Dopo una nostra breve presentazione del progetto di Officine Fratti e dei singoli partecipanti, Caldarelli prende la parola passando al racconto della storia del PostMod.

Tutto nasce da tre amici con la comune passione per il cinema, una precedente esperienza lavorativa al cinema Zenith e la voglia di creare una nuova sala a Perugia che sia non solo un cinema ma anche “un progetto di comunità, una piazza dove incontrarsi”, partendo da uno studio approfondito delle esperienze analoghe in Europa.
Durante la ricerca del luogo giusto per realizzare il loro sogno si imbattono nei locali inutilizzati del vecchio cinema Modernissimo, chiuso dal 2000, che, per la sua epoca, aveva portato cultura e innovazione nell'intrattenimento cinematografico a Perugia.

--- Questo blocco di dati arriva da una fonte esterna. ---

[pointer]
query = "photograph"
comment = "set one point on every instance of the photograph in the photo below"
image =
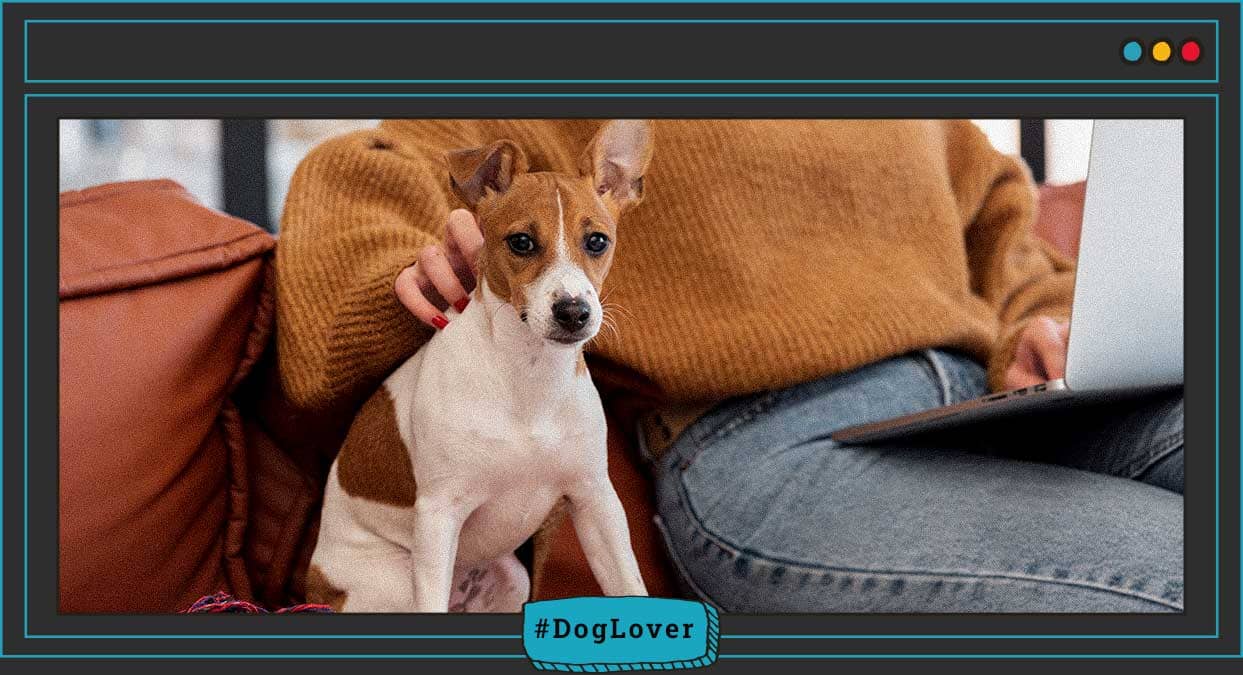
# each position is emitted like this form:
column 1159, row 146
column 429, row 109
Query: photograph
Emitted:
column 775, row 366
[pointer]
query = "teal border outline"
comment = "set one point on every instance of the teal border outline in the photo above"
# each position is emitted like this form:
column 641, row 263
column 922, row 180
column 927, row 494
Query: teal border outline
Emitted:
column 1215, row 22
column 491, row 656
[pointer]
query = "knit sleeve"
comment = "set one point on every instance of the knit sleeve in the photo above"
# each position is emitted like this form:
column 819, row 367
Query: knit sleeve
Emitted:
column 1016, row 272
column 358, row 210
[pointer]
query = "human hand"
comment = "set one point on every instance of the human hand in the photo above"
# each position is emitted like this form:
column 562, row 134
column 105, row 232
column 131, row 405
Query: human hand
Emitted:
column 444, row 274
column 1039, row 353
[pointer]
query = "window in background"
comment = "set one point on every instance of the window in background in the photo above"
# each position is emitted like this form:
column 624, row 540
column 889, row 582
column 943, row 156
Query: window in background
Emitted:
column 1003, row 133
column 105, row 151
column 1067, row 147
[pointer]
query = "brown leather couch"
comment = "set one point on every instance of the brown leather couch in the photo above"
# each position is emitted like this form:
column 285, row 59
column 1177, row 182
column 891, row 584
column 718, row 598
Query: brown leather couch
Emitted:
column 182, row 471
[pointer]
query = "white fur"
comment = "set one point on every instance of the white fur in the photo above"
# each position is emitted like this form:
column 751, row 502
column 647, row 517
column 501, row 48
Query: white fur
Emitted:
column 500, row 428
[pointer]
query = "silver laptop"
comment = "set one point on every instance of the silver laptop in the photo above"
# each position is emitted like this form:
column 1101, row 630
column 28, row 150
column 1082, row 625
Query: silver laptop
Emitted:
column 1126, row 315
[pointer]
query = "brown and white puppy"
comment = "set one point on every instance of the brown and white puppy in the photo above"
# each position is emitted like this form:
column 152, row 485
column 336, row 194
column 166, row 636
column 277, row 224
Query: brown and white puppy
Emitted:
column 467, row 446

Il progetto comincia a prendere forma anche grazie all'incontro con il direttore di Banca Etica e con Andrea Bernardoni; parlando con lui sviluppano un'idea di società, ragionano su business plan e fondi comunitari e in seguito costituiscono un'impresa sociale cooperativa. Partendo da un capitale iniziale molto basso, allo scopo di poter richiedere alcuni finanziamenti, decidono di raccogliere dei fondi tramite l'organizzazione di un crowdfunding sui generis. Non volendo appoggiarsi alle tradizionali piattaforme online utilizzate per questo tipo di raccolta fondi, scelgono di puntare su un approccio diretto e più coinvolgente nei confronti della comunità; aprono quindi un piccolo ufficio su strada nei locali del cinema e lì ricevono tutte le offerte dei futuri soci sostenitori e li accolgono presentando loro il progetto e accompagnandoli nella visita di quello che sarà il cinema per i successivi cinque mesi, cioè la durata dei lavori.

La notizia positiva, come ci racconta Caldarelli, è che “la città ha risposto”.
Infatti in questo modo si è creato una sorta di azionariato diffuso, ottenendo, oltre al raggiungimento della somma necessaria, altri vantaggi. Da una parte la fidelizzazione dei sostenitori nella fase iniziale e il loro coinvolgimento in una forma giuridica con un profilo meno autoreferenziale (tutti i soci devono essere sempre invitati alle assemblee periodiche) e più trasparente, con una finalità collettiva. Dall'altra le quote versate dai soci sostenitori sono andate ad accrescere il capitale sociale, con un effetto moltiplicatore per i prestiti ricevuti dagli istituti di credito.

Il PostModernissimo ha quindi adottato una campagna di comunicazione non convenzionale, che è riuscita a diventare virale e ad arrivare a quanta più gente possibile puntando sull'intento, dal forte valore emotivo, di ridare vita a un cinema che in passato era stato un punto di riferimento per la città. Fondamentali a tal riguardo, sono stati i contributi di Daniele Pampanelli (graphic designer), Matteo Boschi (sviluppatore di siti), Michele Bellucci (ufficio stampa), Laura Fiorucci (marketing territoriale) e del quarto socio fondatore, la “bestia da social” Andrea Frenguelli.

 

I quattro amici riescono così a realizzare il loro sogno: aprire il primo cinema partecipato di Perugia e anche uno dei primi d'Italia, una sala in centro che non è solo un cinema ma un punto di riferimento per la vita culturale della città. I ragazzi – tutti tra i 32 e i 36 anni - sono riusciti a creare un nuovo bisogno, quello di muoversi per andare al cinema non soltanto allo scopo di vedere un film, ma anche solo per fare due chiacchiere: un cinema per giovani gestito da giovani. L'incontro è stato molto stimolante e interessante, tutti gli attori intervenuti ci hanno offerto i loro consigli e illustrato la loro visione, per noi inedita, di Officine Fratti, spingendoci a chiarire quali sono i nostri bisogni e obiettivi e fare in modo che OF non sia solo un contenitore di otto imprese diverse, ma esso stesso un luogo significativo e partecipato per la nostra comunità.